[Paper] OmniView: An All-Seeing Diffusion Model for 3D and 4D View Synthesis

Published: 1 month ago (December 11, 2025 at 01:59 PM EST)

4 min read

Source: arXiv

Source: arXiv - 2512.10940v1

Overview

OmniView is a single diffusion model that can generate consistent 3‑D scenes and 4‑D videos while giving developers fine‑grained control over camera motion, time, and visual prompts. By decoupling the representation of space, time, and view conditions, the authors show that one network can handle a wide spectrum of tasks—novel‑view synthesis from static or dynamic inputs, trajectory extrapolation, and text‑or image‑driven video creation with arbitrary camera paths—without needing separate, task‑specific models.

Key Contributions

Unified 4‑D diffusion framework that jointly learns spatial, temporal, and view conditioning, eliminating the need for multiple specialized models.
Modular condition representation: separate embeddings for scene geometry, motion, and camera pose enable arbitrary combinations (e.g., static image + dynamic camera, video + new viewpoint).
State‑of‑the‑art performance on several benchmark suites, surpassing dedicated baselines by up to 33 % (LLFF multiview NVS), 60 % (Neural 3D Video dynamic NVS), and 20 % (RE‑10K static camera control).
Significant reduction in camera trajectory error (≈ 4×) for text‑conditioned video generation, proving better adherence to user‑specified motion.
Open‑source release of code, pretrained weights, and an interactive demo, encouraging rapid adoption and further research.

Methodology

OmniView builds on the latent diffusion architecture but introduces three orthogonal conditioning streams:

Conditioning	What it encodes	How it’s fed to the model
Space	3‑D geometry or static scene layout (e.g., depth maps, point clouds)	Embedded as a spatial token sequence that aligns with the latent image grid.
Time	Temporal dynamics (frame index, motion vectors)	Injected via sinusoidal time embeddings, similar to video diffusion models.
View	Camera pose (position, orientation, focal length)	Represented as a 6‑DoF vector, projected into a learned view‑embedding space.

During training, the model receives randomly sampled triples (space, time, view) from a heterogeneous 4‑D dataset that mixes static multiview captures, dynamic scenes, and text‑to‑video clips. The diffusion loss is computed as usual, but the conditioning tokens are concatenated with the latent image tokens, allowing the UNet to attend to any subset of conditions at inference time.

Because the three condition types are independent, the same network can be invoked with any combination:

Static → New View: supply space + target view, leave time blank.
Dynamic → New View: supply space + time + target view.
Text → Video + Camera: supply text prompt + view trajectory, optionally a seed frame for style guidance.

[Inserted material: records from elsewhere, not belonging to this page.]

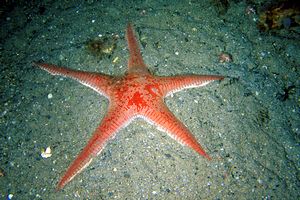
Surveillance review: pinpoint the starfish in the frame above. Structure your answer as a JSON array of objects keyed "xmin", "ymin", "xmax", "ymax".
[{"xmin": 33, "ymin": 24, "xmax": 224, "ymax": 190}]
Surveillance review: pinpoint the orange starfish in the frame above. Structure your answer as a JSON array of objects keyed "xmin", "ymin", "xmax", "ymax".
[{"xmin": 33, "ymin": 24, "xmax": 224, "ymax": 190}]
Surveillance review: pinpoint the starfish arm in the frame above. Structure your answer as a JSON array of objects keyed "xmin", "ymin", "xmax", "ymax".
[
  {"xmin": 159, "ymin": 75, "xmax": 224, "ymax": 96},
  {"xmin": 33, "ymin": 63, "xmax": 111, "ymax": 97},
  {"xmin": 57, "ymin": 105, "xmax": 132, "ymax": 190},
  {"xmin": 143, "ymin": 104, "xmax": 211, "ymax": 160}
]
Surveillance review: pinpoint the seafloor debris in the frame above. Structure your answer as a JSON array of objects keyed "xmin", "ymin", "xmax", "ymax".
[
  {"xmin": 219, "ymin": 52, "xmax": 232, "ymax": 63},
  {"xmin": 86, "ymin": 35, "xmax": 118, "ymax": 58},
  {"xmin": 258, "ymin": 0, "xmax": 300, "ymax": 31},
  {"xmin": 0, "ymin": 168, "xmax": 4, "ymax": 177},
  {"xmin": 41, "ymin": 147, "xmax": 52, "ymax": 158}
]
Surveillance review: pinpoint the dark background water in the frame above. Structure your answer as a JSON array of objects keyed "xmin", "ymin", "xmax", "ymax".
[{"xmin": 0, "ymin": 0, "xmax": 300, "ymax": 199}]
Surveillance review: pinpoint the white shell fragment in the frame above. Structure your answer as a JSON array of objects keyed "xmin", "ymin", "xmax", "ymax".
[{"xmin": 41, "ymin": 147, "xmax": 52, "ymax": 158}]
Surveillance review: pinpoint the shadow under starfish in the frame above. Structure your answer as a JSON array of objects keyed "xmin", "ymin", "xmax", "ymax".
[{"xmin": 33, "ymin": 24, "xmax": 224, "ymax": 190}]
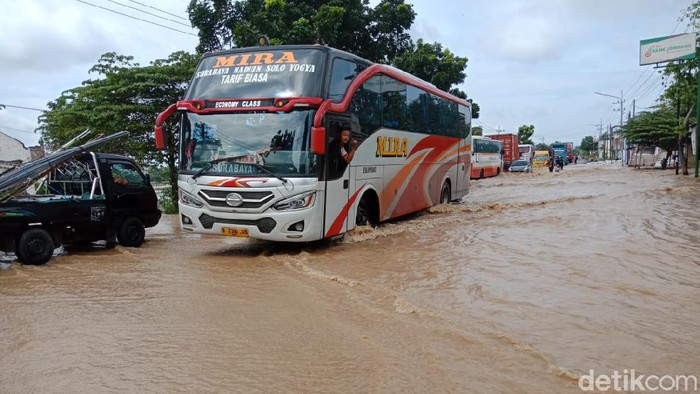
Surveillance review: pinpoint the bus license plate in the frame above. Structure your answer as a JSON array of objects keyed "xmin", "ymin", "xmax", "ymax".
[{"xmin": 221, "ymin": 227, "xmax": 248, "ymax": 237}]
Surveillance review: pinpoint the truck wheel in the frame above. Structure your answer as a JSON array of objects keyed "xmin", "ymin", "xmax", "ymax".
[
  {"xmin": 117, "ymin": 218, "xmax": 146, "ymax": 248},
  {"xmin": 16, "ymin": 227, "xmax": 54, "ymax": 265}
]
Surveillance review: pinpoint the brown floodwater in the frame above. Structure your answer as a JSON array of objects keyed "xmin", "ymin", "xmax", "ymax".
[{"xmin": 0, "ymin": 163, "xmax": 700, "ymax": 393}]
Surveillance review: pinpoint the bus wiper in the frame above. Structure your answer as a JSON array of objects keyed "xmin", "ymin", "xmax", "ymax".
[
  {"xmin": 192, "ymin": 156, "xmax": 288, "ymax": 183},
  {"xmin": 252, "ymin": 163, "xmax": 288, "ymax": 183}
]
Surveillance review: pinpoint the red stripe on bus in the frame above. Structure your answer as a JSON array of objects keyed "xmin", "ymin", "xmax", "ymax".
[{"xmin": 326, "ymin": 185, "xmax": 365, "ymax": 238}]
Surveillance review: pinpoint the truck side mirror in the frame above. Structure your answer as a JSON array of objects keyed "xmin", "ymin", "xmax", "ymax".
[
  {"xmin": 153, "ymin": 126, "xmax": 168, "ymax": 150},
  {"xmin": 311, "ymin": 127, "xmax": 326, "ymax": 155}
]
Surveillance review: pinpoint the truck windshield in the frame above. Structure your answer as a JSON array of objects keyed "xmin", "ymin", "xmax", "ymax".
[{"xmin": 180, "ymin": 111, "xmax": 318, "ymax": 177}]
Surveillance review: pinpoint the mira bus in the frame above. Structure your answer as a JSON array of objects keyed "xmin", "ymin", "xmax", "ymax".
[
  {"xmin": 518, "ymin": 144, "xmax": 535, "ymax": 164},
  {"xmin": 155, "ymin": 45, "xmax": 471, "ymax": 242},
  {"xmin": 470, "ymin": 136, "xmax": 503, "ymax": 179}
]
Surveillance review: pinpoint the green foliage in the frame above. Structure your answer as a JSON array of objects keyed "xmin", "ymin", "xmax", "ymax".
[
  {"xmin": 187, "ymin": 0, "xmax": 416, "ymax": 63},
  {"xmin": 518, "ymin": 125, "xmax": 535, "ymax": 145},
  {"xmin": 39, "ymin": 52, "xmax": 199, "ymax": 200},
  {"xmin": 659, "ymin": 1, "xmax": 700, "ymax": 124},
  {"xmin": 158, "ymin": 189, "xmax": 178, "ymax": 215},
  {"xmin": 622, "ymin": 106, "xmax": 678, "ymax": 150},
  {"xmin": 579, "ymin": 135, "xmax": 596, "ymax": 153}
]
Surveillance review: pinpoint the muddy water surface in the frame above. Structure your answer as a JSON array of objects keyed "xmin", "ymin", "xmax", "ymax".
[{"xmin": 0, "ymin": 164, "xmax": 700, "ymax": 393}]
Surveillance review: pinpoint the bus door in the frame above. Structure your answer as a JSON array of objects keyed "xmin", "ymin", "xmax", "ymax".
[
  {"xmin": 452, "ymin": 139, "xmax": 473, "ymax": 195},
  {"xmin": 323, "ymin": 116, "xmax": 354, "ymax": 237}
]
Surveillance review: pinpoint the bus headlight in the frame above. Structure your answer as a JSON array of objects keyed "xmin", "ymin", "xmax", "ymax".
[
  {"xmin": 272, "ymin": 190, "xmax": 316, "ymax": 211},
  {"xmin": 178, "ymin": 189, "xmax": 204, "ymax": 208}
]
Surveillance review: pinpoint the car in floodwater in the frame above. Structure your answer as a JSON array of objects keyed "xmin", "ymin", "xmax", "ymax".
[{"xmin": 508, "ymin": 160, "xmax": 532, "ymax": 172}]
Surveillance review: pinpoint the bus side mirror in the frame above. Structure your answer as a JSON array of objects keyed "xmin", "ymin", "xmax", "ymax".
[
  {"xmin": 153, "ymin": 126, "xmax": 168, "ymax": 150},
  {"xmin": 153, "ymin": 104, "xmax": 177, "ymax": 150},
  {"xmin": 311, "ymin": 127, "xmax": 326, "ymax": 155}
]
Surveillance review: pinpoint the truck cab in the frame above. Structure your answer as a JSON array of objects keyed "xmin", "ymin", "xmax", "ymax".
[{"xmin": 0, "ymin": 143, "xmax": 161, "ymax": 265}]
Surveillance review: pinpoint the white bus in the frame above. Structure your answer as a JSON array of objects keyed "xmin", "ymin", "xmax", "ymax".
[
  {"xmin": 471, "ymin": 136, "xmax": 503, "ymax": 179},
  {"xmin": 155, "ymin": 45, "xmax": 471, "ymax": 242}
]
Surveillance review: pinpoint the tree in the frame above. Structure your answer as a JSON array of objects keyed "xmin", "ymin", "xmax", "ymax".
[
  {"xmin": 659, "ymin": 1, "xmax": 700, "ymax": 175},
  {"xmin": 39, "ymin": 52, "xmax": 199, "ymax": 200},
  {"xmin": 622, "ymin": 106, "xmax": 678, "ymax": 151},
  {"xmin": 187, "ymin": 0, "xmax": 416, "ymax": 63},
  {"xmin": 518, "ymin": 125, "xmax": 535, "ymax": 145}
]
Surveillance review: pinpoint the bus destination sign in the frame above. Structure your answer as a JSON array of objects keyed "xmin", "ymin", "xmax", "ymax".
[{"xmin": 207, "ymin": 99, "xmax": 273, "ymax": 109}]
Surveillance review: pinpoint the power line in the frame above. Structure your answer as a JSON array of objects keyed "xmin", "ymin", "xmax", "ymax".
[
  {"xmin": 0, "ymin": 125, "xmax": 36, "ymax": 134},
  {"xmin": 107, "ymin": 0, "xmax": 192, "ymax": 27},
  {"xmin": 75, "ymin": 0, "xmax": 197, "ymax": 37},
  {"xmin": 124, "ymin": 0, "xmax": 187, "ymax": 23},
  {"xmin": 0, "ymin": 104, "xmax": 46, "ymax": 112}
]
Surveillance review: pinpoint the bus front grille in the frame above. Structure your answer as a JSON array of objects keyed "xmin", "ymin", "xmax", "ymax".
[{"xmin": 199, "ymin": 213, "xmax": 277, "ymax": 234}]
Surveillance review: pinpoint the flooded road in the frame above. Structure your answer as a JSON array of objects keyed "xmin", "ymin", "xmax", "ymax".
[{"xmin": 0, "ymin": 163, "xmax": 700, "ymax": 393}]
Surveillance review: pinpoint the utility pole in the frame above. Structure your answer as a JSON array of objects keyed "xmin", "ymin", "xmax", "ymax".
[
  {"xmin": 594, "ymin": 90, "xmax": 626, "ymax": 167},
  {"xmin": 589, "ymin": 118, "xmax": 605, "ymax": 160}
]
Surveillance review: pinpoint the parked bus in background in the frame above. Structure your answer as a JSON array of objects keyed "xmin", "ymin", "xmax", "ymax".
[
  {"xmin": 155, "ymin": 45, "xmax": 471, "ymax": 242},
  {"xmin": 532, "ymin": 150, "xmax": 550, "ymax": 168},
  {"xmin": 518, "ymin": 144, "xmax": 535, "ymax": 164},
  {"xmin": 470, "ymin": 136, "xmax": 503, "ymax": 179},
  {"xmin": 484, "ymin": 133, "xmax": 520, "ymax": 171}
]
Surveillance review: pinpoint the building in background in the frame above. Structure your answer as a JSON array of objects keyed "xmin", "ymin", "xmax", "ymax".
[{"xmin": 0, "ymin": 131, "xmax": 44, "ymax": 173}]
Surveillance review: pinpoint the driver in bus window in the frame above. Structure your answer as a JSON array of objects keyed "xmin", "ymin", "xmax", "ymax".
[{"xmin": 340, "ymin": 128, "xmax": 357, "ymax": 164}]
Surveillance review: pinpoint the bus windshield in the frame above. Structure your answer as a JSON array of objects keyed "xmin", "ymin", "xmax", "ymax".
[
  {"xmin": 185, "ymin": 49, "xmax": 325, "ymax": 100},
  {"xmin": 180, "ymin": 111, "xmax": 318, "ymax": 177}
]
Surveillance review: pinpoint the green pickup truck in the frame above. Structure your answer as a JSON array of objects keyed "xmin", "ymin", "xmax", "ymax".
[{"xmin": 0, "ymin": 133, "xmax": 161, "ymax": 265}]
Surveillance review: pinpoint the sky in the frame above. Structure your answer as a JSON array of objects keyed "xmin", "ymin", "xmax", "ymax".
[{"xmin": 0, "ymin": 0, "xmax": 691, "ymax": 146}]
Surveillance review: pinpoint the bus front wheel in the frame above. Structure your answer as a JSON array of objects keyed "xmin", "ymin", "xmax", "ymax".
[
  {"xmin": 440, "ymin": 182, "xmax": 452, "ymax": 204},
  {"xmin": 355, "ymin": 194, "xmax": 378, "ymax": 227}
]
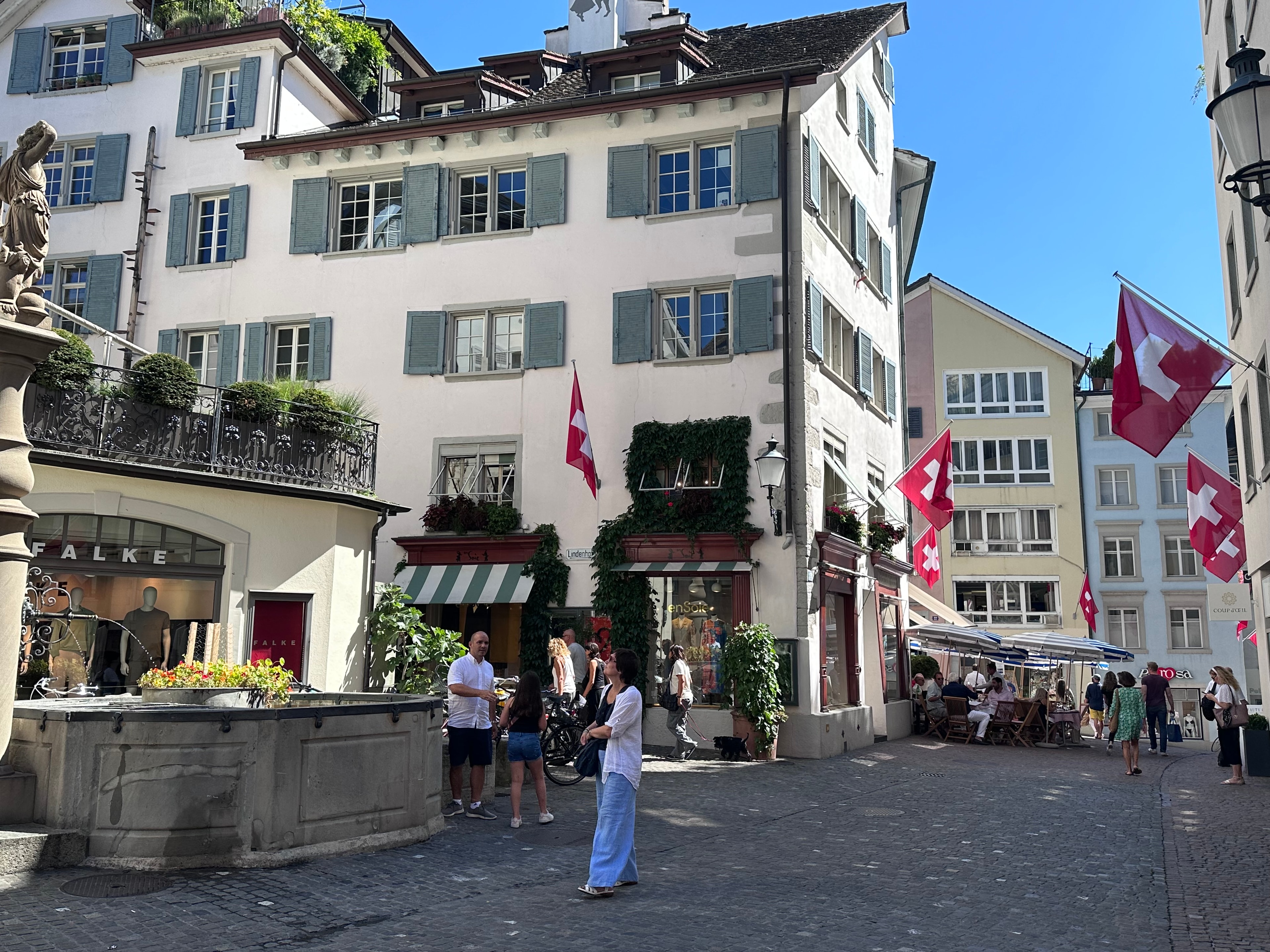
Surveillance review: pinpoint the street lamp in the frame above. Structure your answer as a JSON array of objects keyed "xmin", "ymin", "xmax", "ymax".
[
  {"xmin": 1204, "ymin": 39, "xmax": 1270, "ymax": 215},
  {"xmin": 754, "ymin": 438, "xmax": 789, "ymax": 536}
]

The authors also introduce a trajectory consistency regularizer that penalizes deviations between the predicted camera pose embeddings and the ground‑truth trajectory, which is key to the observed reduction in trajectory error.

Results & Findings

Benchmark	Task	OmniView vs. Best Specialized Model	Metric Improvement
LLFF (multiview NVS)	Novel view synthesis from static multiview inputs	PSNR ↑ 33 %	Higher fidelity reconstructions, sharper edges
Neural 3D Video	Dynamic scene NVS (moving objects)	PSNR ↑ 60 %	Better handling of motion blur and occlusions
RE‑10K	Static camera control (single image → video)	PSNR ↑ 20 %	Smoother temporal coherence
Text‑to‑Video (camera‑controlled)	Follow user‑specified trajectory	Trajectory error ↓ 4×	Video follows the intended path much more faithfully

Qualitatively, OmniView produces videos where camera motion feels natural, even when the underlying scene is generated from a single image or a short clip. The model also demonstrates zero‑shot generalization: it can synthesize a novel view of a scene it has never seen during training, simply by providing a depth estimate and a new pose.

Practical Implications

Rapid prototyping of AR/VR content – developers can feed a handful of reference images or a short video and instantly generate immersive 360° experiences with custom camera paths.
Automated video editing – integrate OmniView into pipelines to re‑frame existing footage, create smooth dolly‑in/out effects, or generate missing frames for stabilization.
Game asset generation – generate consistent sprite sheets or cutscene videos from concept art, reducing manual animation effort.
Content moderation & synthetic data – produce diverse, camera‑controlled synthetic datasets for training perception models (e.g., autonomous driving) without hand‑crafting multiple scene variants.
Creative tools – plug into text‑to‑video editors (e.g., Runway, Adobe) to give artists precise control over camera choreography while keeping the diffusion‑generated visual quality.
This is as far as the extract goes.